My summary tables are reported in a manner consistent with the ANSI FL-1 standard for flashlight testing. Please see http://www.flashlightreviews.ca/FL1.htm for a discussion, and a description of all the terms used in these tables. Effective July 2012, I have updated all my Peak Intensity/Beam Distance measures with a NIST-certified Extech EA31 lightmeter (orange highlights).











As shown in the beamshots, the S30R on max definitely has more overall output and throw than the S20R.

Here is a detailed output comparison between the lights.

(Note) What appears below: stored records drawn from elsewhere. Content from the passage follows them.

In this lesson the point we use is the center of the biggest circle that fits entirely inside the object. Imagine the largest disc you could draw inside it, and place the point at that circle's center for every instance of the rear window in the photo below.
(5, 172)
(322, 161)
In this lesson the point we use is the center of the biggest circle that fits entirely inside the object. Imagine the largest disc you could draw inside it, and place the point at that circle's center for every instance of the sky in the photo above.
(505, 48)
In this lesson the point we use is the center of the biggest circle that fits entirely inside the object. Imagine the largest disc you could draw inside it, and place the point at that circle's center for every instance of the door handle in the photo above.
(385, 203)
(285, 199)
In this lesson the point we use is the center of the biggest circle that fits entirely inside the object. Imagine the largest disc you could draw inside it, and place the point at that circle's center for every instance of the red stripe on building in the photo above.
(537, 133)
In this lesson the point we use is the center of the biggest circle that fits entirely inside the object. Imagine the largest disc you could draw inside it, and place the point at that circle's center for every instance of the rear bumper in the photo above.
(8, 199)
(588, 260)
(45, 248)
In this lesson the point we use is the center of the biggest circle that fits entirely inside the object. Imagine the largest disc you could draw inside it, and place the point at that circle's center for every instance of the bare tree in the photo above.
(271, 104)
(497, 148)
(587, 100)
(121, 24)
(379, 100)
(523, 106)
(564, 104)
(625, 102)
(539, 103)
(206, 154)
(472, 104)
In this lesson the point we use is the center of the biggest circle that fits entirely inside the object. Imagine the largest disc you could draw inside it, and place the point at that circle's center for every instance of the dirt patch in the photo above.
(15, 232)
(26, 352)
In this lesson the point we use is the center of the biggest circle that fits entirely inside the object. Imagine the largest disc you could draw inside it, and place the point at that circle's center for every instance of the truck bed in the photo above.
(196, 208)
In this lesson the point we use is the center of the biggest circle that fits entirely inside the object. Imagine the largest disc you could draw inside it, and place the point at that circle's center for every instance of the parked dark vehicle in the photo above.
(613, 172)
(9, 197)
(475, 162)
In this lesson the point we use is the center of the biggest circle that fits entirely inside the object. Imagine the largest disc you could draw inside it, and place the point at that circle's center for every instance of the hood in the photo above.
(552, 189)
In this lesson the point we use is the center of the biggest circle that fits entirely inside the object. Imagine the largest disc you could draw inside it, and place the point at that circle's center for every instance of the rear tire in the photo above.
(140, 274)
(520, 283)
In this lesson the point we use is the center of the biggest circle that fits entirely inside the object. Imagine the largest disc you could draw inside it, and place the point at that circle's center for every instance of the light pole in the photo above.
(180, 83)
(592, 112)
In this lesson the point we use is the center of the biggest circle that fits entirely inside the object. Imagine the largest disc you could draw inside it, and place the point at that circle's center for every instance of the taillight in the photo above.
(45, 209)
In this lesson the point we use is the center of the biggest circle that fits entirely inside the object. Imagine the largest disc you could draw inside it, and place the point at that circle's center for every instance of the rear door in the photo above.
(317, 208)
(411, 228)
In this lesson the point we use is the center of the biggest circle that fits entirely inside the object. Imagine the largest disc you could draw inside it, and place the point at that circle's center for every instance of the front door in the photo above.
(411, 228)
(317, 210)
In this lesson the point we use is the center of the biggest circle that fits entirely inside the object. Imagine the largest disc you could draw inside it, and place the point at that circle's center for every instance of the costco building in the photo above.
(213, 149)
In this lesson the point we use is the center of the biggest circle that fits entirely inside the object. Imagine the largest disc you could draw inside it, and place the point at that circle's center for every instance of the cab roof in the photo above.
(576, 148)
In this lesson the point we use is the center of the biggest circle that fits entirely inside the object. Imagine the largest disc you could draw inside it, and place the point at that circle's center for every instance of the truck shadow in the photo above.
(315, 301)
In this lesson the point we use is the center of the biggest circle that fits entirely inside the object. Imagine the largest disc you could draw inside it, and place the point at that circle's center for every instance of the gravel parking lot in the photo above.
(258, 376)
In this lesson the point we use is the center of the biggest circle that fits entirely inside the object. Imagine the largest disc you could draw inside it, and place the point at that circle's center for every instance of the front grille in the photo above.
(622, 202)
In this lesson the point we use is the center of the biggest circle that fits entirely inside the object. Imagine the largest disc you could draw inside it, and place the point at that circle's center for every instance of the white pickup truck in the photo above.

As usual, I get very good concordance between Olight's specs and my output measures. Note that the S30R moonlight mode was about twice as bright as the S20R (although still quite low).

*Output/Runtime Graphs:*

Let's compare the S30R's stock 3400mAh Olight battery against my current test bed of 3100mAh 18650s.






First thing you will notice is that the Turbo mode rapidly drops down to the Hi level. Although hard to see above, the S30R maintains Turbo for a little over ~2 mins, and the drops down over the next ~1 min or so.

The included 3400mAh cell provides a marginal benefit over my stock 3100mAh cells.

Let's see how it compares to other lights in this class (all 18650 runtimes shown on 3100mAh cells below)















The S30R is very competitive for this compact 1x18650 class, with overall efficiency at least good as the Zebralight SC62 and Thrunite Neutron 2C 2014. :wave:

*Potential Issues*

All Baton lights use an electronic switch, and therefore require a small stand-by current when fully connected. However, the standby drain on S30R is negligible at 15uA, which would theoretically translate into decades before the supplied 18650 would be drained. Accidental activation is always a potential concern with electronic switches though, so I recommend you "soft" lock out the switch electronically, or physically lock out the light at the tailcap when not in use. 

The S30R steps down fairly rapidly on Turbo, dropping to the Hi level within ~3-3.5 mins after activation.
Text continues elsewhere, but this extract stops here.